Glee, or the Main Reason I Hate Myself

8 years ago
Sharona Lin

Oh Glee. In the past, I’ve referred to it as having “enough Autotune to power a small country and enough cheese to make a very large lasagna”. I don’t think that phrase does it enough justice anymore.

I started watching Glee because I do have a love of musical theatre and here’s some real talk: the first season was actually fairly good. The problem is that once I start watching something, I generally have to see it finish.

So now we’re four seasons in, and I hate myself for still watching every single episode. Everything is outlandish and melodramatic and it makes me want to set myself on fire.

Its continuity is crazy bad, like, worse than Doctor Who, a show ABOUT TIME TRAVEL.

The thing that gets to me most is that characters are generally portrayed as likeable people, even when they convince someone else to start binging and purging (with zero retribution so far), or are just giant dolts (hello Finn Hudson).


One thing Glee does do is represent a large range of people. They’ve had Asian people, African-Americans, Latinos, gay and lesbian and bisexual and as of season four, a crossdressing guy (possibly transgender, I’m not sure where we are on that issue).

Diversity is all well and good, but the show is starting to feel like a giant turd.

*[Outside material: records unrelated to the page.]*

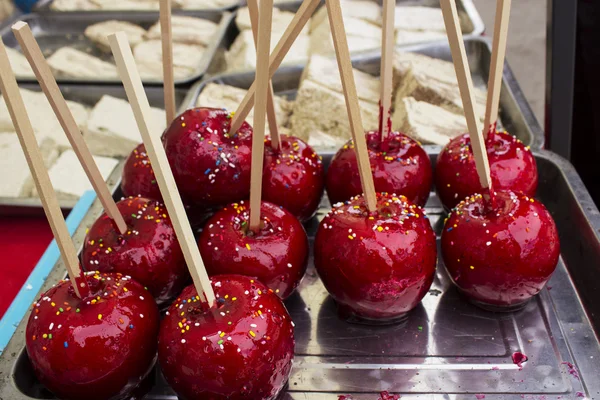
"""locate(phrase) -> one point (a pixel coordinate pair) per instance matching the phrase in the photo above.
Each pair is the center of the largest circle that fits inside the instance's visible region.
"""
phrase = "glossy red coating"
(241, 348)
(149, 251)
(277, 255)
(377, 266)
(512, 167)
(502, 257)
(96, 348)
(211, 165)
(399, 165)
(293, 177)
(138, 177)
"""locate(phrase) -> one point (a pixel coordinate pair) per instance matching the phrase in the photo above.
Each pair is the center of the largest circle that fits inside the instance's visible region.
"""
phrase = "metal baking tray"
(88, 95)
(448, 349)
(516, 115)
(58, 30)
(45, 7)
(470, 19)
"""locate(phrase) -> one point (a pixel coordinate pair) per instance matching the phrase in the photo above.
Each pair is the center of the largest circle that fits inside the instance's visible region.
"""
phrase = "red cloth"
(23, 240)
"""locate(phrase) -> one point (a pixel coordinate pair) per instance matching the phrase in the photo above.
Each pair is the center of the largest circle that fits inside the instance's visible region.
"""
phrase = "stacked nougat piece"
(427, 103)
(241, 55)
(319, 115)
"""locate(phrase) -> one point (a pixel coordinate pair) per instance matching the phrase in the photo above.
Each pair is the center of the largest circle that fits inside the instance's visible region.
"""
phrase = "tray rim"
(509, 79)
(572, 179)
(201, 71)
(467, 5)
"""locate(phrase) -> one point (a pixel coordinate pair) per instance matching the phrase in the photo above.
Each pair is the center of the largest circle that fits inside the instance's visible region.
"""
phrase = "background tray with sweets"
(45, 7)
(516, 115)
(54, 31)
(448, 349)
(471, 22)
(87, 95)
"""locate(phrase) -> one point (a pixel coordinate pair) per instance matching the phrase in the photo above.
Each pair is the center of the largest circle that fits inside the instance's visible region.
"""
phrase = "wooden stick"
(44, 76)
(160, 164)
(265, 19)
(271, 115)
(496, 65)
(387, 58)
(342, 52)
(465, 84)
(166, 34)
(18, 114)
(290, 35)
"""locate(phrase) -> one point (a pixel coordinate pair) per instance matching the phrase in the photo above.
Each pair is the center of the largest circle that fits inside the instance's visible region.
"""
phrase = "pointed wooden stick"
(166, 34)
(18, 114)
(465, 84)
(262, 93)
(342, 52)
(67, 121)
(387, 72)
(496, 65)
(290, 35)
(271, 115)
(160, 164)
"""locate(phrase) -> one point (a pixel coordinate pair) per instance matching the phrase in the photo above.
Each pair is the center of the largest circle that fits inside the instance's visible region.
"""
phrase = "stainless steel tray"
(44, 7)
(57, 30)
(516, 115)
(88, 95)
(448, 349)
(466, 8)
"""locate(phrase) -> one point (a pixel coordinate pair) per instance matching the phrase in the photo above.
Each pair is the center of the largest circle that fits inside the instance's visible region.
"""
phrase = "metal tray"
(88, 95)
(466, 8)
(516, 115)
(67, 29)
(448, 349)
(44, 7)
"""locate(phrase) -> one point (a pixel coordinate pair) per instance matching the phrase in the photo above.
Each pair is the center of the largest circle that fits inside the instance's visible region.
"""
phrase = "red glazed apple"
(500, 258)
(512, 167)
(241, 348)
(376, 266)
(293, 177)
(138, 177)
(149, 251)
(399, 165)
(211, 165)
(277, 255)
(99, 347)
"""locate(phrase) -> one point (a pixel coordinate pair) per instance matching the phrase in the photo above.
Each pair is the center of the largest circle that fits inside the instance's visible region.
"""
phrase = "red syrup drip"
(82, 286)
(519, 358)
(384, 146)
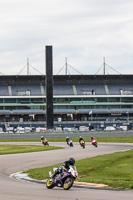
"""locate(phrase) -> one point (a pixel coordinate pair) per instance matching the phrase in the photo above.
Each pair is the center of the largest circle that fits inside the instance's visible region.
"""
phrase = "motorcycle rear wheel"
(50, 183)
(68, 183)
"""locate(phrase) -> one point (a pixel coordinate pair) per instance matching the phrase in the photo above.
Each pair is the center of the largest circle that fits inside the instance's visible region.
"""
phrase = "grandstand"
(77, 98)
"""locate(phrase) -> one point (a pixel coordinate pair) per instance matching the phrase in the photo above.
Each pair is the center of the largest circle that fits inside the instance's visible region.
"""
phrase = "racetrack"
(12, 189)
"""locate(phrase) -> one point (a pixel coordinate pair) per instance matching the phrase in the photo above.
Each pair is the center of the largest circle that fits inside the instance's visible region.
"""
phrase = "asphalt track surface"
(12, 189)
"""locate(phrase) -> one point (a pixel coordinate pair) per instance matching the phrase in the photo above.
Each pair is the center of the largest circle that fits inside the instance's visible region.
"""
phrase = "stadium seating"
(26, 90)
(63, 90)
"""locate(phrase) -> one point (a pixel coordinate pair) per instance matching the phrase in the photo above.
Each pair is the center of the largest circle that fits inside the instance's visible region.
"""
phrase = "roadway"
(12, 189)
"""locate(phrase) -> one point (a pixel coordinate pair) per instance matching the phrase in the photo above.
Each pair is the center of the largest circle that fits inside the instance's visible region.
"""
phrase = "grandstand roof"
(65, 79)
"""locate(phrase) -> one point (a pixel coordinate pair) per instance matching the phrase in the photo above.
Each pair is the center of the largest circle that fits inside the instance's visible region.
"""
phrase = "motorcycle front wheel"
(68, 183)
(50, 183)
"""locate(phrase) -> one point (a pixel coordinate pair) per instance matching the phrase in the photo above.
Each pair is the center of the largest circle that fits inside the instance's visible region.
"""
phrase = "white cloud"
(84, 31)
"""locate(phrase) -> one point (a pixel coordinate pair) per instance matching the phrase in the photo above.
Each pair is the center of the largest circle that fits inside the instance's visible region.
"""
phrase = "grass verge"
(114, 170)
(124, 139)
(13, 149)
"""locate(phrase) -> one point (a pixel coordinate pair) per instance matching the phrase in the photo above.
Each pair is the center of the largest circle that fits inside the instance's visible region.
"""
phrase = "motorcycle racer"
(65, 165)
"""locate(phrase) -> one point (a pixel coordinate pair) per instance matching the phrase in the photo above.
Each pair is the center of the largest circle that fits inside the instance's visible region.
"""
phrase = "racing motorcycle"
(94, 142)
(82, 144)
(44, 141)
(64, 179)
(70, 143)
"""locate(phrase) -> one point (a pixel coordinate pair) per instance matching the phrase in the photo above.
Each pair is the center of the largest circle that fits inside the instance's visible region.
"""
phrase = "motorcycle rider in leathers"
(65, 166)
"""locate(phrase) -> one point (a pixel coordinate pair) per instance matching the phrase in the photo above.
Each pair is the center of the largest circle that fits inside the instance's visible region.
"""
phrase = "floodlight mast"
(28, 70)
(104, 66)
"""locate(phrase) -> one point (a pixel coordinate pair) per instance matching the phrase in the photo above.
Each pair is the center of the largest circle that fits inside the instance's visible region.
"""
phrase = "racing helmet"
(72, 161)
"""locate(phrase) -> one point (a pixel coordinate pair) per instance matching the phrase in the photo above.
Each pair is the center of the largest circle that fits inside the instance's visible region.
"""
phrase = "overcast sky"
(84, 31)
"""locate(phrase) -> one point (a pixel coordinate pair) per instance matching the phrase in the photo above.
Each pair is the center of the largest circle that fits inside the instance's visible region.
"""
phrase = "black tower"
(49, 87)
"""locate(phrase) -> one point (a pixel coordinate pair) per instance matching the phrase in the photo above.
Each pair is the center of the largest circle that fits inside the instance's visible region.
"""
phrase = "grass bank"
(125, 139)
(13, 149)
(114, 170)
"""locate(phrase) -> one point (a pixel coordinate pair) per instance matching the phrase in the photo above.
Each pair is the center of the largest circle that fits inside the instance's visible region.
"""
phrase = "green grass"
(13, 149)
(124, 139)
(114, 170)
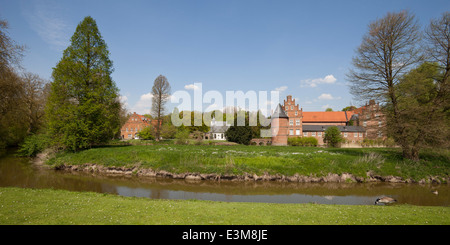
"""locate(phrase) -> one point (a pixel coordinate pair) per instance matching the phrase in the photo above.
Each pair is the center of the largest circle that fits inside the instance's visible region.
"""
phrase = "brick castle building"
(135, 124)
(289, 120)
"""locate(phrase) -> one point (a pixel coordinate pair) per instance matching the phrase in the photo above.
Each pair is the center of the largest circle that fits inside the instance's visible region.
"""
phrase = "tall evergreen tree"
(83, 106)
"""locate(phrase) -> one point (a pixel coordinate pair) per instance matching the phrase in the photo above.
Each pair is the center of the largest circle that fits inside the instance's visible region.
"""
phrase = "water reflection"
(21, 173)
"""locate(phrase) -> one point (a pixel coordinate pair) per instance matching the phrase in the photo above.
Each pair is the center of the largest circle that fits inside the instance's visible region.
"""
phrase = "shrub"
(239, 134)
(147, 133)
(303, 141)
(182, 136)
(333, 136)
(34, 144)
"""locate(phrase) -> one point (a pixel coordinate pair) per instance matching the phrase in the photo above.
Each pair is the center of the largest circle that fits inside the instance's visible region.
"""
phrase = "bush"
(239, 134)
(34, 144)
(333, 136)
(147, 133)
(303, 141)
(182, 136)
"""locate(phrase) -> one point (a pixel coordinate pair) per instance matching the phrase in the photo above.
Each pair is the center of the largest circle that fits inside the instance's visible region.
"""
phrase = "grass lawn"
(20, 206)
(240, 159)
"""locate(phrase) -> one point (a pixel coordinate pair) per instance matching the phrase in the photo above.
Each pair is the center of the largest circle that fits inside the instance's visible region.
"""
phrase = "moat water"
(20, 172)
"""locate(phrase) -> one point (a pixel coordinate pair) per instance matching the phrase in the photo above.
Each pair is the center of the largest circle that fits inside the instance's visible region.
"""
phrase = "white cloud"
(325, 97)
(329, 79)
(281, 89)
(328, 97)
(191, 87)
(46, 19)
(124, 100)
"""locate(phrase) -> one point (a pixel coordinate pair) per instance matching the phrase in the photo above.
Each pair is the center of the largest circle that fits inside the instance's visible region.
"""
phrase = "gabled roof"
(325, 116)
(279, 112)
(219, 129)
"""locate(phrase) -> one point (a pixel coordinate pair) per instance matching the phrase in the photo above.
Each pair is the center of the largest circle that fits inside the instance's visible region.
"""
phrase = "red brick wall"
(279, 128)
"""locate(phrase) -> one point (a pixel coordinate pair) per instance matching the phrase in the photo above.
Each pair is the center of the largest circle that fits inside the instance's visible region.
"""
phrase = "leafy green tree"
(147, 133)
(333, 136)
(417, 104)
(83, 106)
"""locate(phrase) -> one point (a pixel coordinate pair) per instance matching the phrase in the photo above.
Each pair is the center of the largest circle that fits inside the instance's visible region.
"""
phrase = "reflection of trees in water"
(19, 172)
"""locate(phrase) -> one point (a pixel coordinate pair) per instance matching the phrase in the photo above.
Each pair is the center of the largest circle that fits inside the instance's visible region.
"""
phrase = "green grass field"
(240, 160)
(20, 206)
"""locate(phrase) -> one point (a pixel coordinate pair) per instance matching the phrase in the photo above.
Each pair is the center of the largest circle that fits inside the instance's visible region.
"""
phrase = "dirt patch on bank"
(145, 172)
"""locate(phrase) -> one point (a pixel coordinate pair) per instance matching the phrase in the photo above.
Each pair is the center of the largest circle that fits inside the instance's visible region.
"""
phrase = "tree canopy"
(83, 106)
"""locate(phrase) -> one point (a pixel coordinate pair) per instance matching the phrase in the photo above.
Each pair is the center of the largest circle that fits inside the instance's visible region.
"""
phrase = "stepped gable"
(279, 112)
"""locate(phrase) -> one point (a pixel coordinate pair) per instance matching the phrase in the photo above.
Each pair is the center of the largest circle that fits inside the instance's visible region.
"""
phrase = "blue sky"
(302, 48)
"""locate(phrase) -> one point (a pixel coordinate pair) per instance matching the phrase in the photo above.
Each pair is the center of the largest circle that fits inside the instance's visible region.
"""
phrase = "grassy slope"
(241, 159)
(33, 206)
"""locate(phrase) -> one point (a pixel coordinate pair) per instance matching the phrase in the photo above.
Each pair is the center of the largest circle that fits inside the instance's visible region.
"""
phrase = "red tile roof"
(326, 116)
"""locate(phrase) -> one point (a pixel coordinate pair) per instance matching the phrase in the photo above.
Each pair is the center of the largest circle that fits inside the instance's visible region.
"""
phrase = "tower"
(279, 126)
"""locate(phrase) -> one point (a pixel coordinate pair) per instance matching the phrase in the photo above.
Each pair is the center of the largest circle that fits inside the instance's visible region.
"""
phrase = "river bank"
(255, 163)
(57, 207)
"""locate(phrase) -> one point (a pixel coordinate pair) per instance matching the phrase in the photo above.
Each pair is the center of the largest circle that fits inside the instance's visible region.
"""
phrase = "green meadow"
(259, 160)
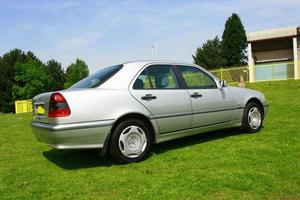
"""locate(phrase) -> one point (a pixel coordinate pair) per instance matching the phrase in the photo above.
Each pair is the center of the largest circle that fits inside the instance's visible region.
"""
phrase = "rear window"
(97, 78)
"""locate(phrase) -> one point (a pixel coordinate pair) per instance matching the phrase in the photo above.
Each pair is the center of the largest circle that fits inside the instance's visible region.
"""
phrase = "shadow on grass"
(195, 139)
(77, 159)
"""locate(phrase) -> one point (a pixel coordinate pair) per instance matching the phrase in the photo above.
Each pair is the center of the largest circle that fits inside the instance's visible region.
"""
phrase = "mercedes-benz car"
(124, 109)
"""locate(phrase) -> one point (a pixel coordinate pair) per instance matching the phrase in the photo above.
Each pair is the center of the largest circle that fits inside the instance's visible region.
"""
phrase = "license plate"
(40, 110)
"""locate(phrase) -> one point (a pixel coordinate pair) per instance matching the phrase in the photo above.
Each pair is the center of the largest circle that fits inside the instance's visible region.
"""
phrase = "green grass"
(225, 164)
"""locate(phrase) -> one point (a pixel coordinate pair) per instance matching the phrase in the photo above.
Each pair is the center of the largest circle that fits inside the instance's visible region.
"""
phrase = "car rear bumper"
(73, 136)
(266, 108)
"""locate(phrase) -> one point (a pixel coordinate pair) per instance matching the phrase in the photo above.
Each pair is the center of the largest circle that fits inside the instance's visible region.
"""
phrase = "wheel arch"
(123, 118)
(258, 102)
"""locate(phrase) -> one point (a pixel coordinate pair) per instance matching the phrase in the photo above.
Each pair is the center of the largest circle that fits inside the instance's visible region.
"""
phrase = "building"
(274, 54)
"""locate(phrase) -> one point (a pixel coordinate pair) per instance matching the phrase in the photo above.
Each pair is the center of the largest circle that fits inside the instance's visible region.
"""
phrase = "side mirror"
(223, 83)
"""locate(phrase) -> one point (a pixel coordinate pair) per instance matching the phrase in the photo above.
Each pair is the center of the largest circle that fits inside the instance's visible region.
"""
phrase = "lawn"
(225, 164)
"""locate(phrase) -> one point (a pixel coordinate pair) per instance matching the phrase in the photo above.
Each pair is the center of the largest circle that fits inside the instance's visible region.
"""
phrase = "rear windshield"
(97, 78)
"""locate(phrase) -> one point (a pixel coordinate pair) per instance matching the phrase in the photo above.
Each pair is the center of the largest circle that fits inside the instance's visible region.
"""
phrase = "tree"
(30, 79)
(209, 55)
(234, 41)
(57, 75)
(75, 72)
(7, 63)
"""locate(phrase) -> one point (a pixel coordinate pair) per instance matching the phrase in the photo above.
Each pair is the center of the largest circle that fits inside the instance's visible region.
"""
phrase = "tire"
(131, 141)
(252, 118)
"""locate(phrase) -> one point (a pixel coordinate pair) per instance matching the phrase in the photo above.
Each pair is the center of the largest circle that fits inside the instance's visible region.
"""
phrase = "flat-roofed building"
(274, 53)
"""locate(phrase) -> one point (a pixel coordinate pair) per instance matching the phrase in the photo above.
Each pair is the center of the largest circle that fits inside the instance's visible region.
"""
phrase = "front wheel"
(252, 118)
(131, 141)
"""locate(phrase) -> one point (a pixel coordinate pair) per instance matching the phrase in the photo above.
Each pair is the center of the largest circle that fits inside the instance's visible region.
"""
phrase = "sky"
(108, 32)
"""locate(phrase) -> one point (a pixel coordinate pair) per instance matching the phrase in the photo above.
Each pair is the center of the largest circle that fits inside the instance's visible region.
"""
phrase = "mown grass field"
(226, 164)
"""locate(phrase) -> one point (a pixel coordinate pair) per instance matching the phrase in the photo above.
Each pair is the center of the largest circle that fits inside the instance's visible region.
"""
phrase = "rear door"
(158, 89)
(210, 104)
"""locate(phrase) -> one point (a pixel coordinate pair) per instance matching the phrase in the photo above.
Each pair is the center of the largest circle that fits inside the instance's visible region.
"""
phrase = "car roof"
(147, 62)
(123, 78)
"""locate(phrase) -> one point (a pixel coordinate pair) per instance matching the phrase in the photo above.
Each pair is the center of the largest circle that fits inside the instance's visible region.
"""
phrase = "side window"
(196, 79)
(142, 82)
(157, 77)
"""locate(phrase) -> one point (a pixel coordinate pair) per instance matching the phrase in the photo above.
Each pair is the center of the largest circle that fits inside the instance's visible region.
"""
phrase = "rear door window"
(196, 78)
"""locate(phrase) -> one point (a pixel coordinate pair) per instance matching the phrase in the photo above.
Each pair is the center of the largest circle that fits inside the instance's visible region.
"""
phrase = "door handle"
(148, 97)
(196, 95)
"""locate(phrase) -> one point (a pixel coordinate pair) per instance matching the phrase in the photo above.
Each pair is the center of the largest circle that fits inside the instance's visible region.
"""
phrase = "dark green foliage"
(234, 41)
(75, 72)
(209, 55)
(7, 63)
(30, 79)
(24, 75)
(57, 75)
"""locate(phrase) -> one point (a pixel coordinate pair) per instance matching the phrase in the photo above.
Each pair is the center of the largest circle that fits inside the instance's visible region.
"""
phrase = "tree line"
(23, 75)
(228, 52)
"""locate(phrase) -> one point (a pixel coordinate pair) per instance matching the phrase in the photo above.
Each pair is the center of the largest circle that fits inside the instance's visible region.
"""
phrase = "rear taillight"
(58, 106)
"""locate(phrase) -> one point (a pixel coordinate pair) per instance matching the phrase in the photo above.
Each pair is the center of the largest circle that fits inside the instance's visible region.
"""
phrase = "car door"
(210, 104)
(158, 89)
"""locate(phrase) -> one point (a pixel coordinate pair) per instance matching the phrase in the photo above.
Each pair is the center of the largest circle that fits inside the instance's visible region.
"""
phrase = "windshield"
(97, 78)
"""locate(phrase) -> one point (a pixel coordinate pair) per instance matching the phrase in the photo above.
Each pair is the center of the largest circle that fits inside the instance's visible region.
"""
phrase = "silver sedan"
(126, 108)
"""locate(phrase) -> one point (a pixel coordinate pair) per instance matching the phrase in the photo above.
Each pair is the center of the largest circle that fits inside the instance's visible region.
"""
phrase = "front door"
(158, 89)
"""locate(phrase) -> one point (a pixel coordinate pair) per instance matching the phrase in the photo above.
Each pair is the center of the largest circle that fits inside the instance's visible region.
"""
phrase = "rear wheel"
(131, 141)
(252, 118)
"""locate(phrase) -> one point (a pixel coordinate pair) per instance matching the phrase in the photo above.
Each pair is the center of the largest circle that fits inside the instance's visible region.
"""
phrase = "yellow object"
(40, 110)
(23, 106)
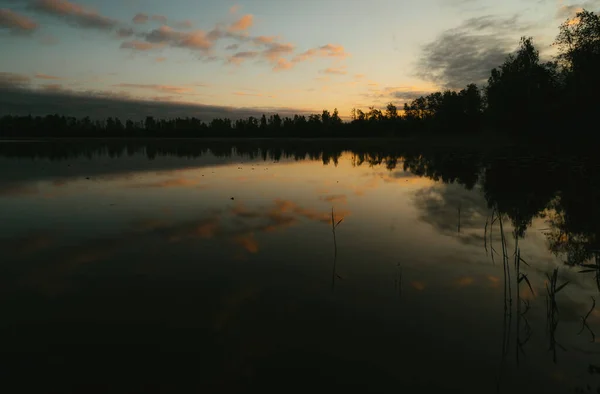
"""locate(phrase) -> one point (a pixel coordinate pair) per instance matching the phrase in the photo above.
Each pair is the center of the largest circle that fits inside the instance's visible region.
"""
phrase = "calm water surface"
(215, 269)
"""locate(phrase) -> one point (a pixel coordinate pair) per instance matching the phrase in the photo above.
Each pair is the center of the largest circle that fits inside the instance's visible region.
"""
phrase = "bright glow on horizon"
(263, 54)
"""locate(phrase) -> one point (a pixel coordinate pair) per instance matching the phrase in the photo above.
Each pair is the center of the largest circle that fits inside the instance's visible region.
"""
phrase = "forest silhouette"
(523, 97)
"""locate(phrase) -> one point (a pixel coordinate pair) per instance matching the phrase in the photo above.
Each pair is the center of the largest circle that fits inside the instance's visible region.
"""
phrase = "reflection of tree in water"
(522, 185)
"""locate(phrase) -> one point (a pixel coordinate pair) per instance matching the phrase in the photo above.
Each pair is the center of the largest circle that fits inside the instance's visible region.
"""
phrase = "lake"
(216, 267)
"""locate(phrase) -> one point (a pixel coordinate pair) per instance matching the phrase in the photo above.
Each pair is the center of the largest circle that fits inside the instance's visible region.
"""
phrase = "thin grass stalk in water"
(333, 227)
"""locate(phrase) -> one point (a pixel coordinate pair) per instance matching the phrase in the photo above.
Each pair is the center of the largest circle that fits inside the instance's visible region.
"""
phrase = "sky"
(213, 58)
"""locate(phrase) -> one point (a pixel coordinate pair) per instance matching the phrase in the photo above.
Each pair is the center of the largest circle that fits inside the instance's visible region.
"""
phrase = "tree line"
(523, 95)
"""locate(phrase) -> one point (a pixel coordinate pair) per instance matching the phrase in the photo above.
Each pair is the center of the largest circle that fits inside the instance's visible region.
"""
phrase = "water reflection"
(226, 252)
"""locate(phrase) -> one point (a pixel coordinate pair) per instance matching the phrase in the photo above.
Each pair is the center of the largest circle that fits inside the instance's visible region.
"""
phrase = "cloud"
(48, 39)
(241, 57)
(244, 23)
(283, 64)
(160, 19)
(467, 53)
(124, 32)
(158, 88)
(186, 24)
(568, 11)
(401, 94)
(335, 71)
(341, 198)
(196, 40)
(74, 14)
(13, 80)
(140, 19)
(46, 76)
(16, 98)
(52, 87)
(329, 50)
(16, 23)
(274, 50)
(140, 45)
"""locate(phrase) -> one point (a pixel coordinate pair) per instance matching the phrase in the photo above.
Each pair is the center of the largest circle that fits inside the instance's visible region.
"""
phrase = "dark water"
(184, 267)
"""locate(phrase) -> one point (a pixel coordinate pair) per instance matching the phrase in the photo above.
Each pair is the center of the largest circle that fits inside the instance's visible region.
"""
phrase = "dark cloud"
(15, 99)
(16, 23)
(569, 11)
(74, 14)
(466, 54)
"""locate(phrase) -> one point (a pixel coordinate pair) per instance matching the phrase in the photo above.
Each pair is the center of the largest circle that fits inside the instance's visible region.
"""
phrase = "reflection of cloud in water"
(243, 233)
(465, 281)
(247, 242)
(17, 189)
(168, 183)
(438, 205)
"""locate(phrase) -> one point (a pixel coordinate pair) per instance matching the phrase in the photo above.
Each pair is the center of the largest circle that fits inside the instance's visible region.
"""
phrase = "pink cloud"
(275, 50)
(140, 19)
(329, 50)
(160, 19)
(186, 24)
(16, 23)
(140, 45)
(194, 40)
(283, 64)
(335, 71)
(74, 14)
(244, 23)
(46, 76)
(241, 57)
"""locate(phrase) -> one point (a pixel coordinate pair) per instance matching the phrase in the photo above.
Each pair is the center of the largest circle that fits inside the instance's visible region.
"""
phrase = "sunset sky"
(241, 56)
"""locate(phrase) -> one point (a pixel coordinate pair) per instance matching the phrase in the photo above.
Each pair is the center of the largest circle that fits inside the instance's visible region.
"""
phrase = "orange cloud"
(197, 39)
(186, 24)
(16, 23)
(341, 198)
(160, 19)
(46, 76)
(241, 57)
(264, 39)
(140, 45)
(244, 23)
(283, 64)
(335, 71)
(329, 50)
(275, 50)
(140, 18)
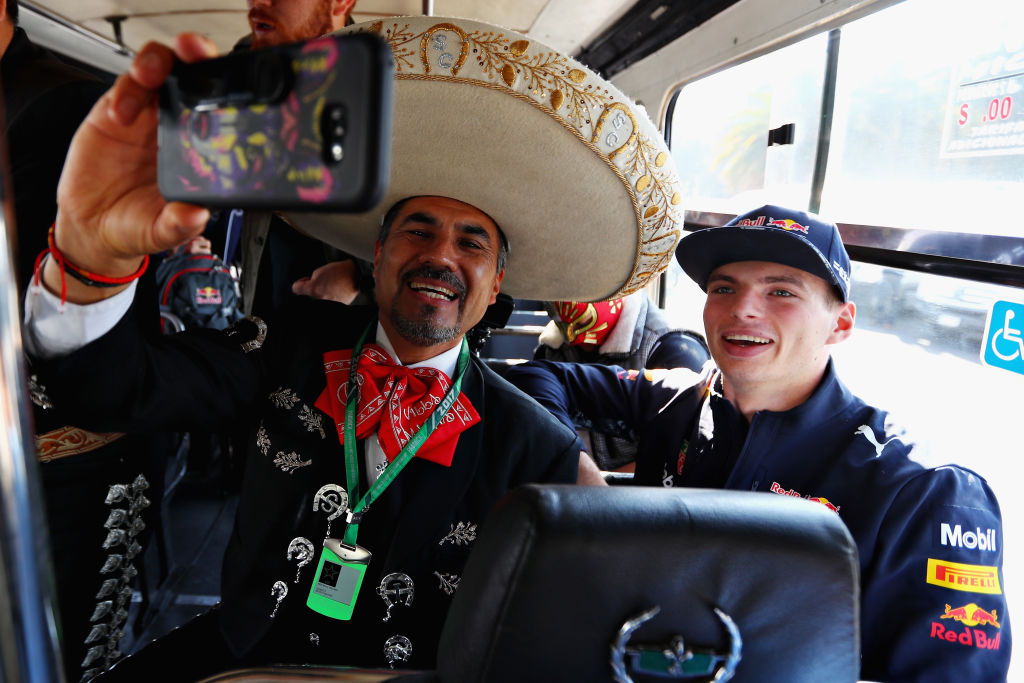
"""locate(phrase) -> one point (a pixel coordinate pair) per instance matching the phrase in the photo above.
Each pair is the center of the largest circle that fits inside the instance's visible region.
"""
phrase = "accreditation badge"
(338, 579)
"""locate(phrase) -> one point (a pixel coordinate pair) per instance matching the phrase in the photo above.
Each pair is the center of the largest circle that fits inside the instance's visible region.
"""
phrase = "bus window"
(921, 161)
(929, 131)
(720, 131)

At this point, even the music isn’t great anymore. Say what you will about Glee’s brand of sappy, over-Autotuned music, but there are actually some fairly talented cast members (Lea Michele, Jonathan Groff and Jenna Ushkowitz have all performed on Broadway, and Darren Criss’ voice is nothing to turn your nose up at).

But the pop-ification of classics is getting cringeworthy, not to mention that whole ‘Baby Got Back’ fiasco.

In conclusion, it’s gotten to the point that if I could have three wishes from a genie, they’d be:

1. Bring Firefly back.
2. Wipe Chris Brown from existence, and

On that note, anyone seen any old lamps?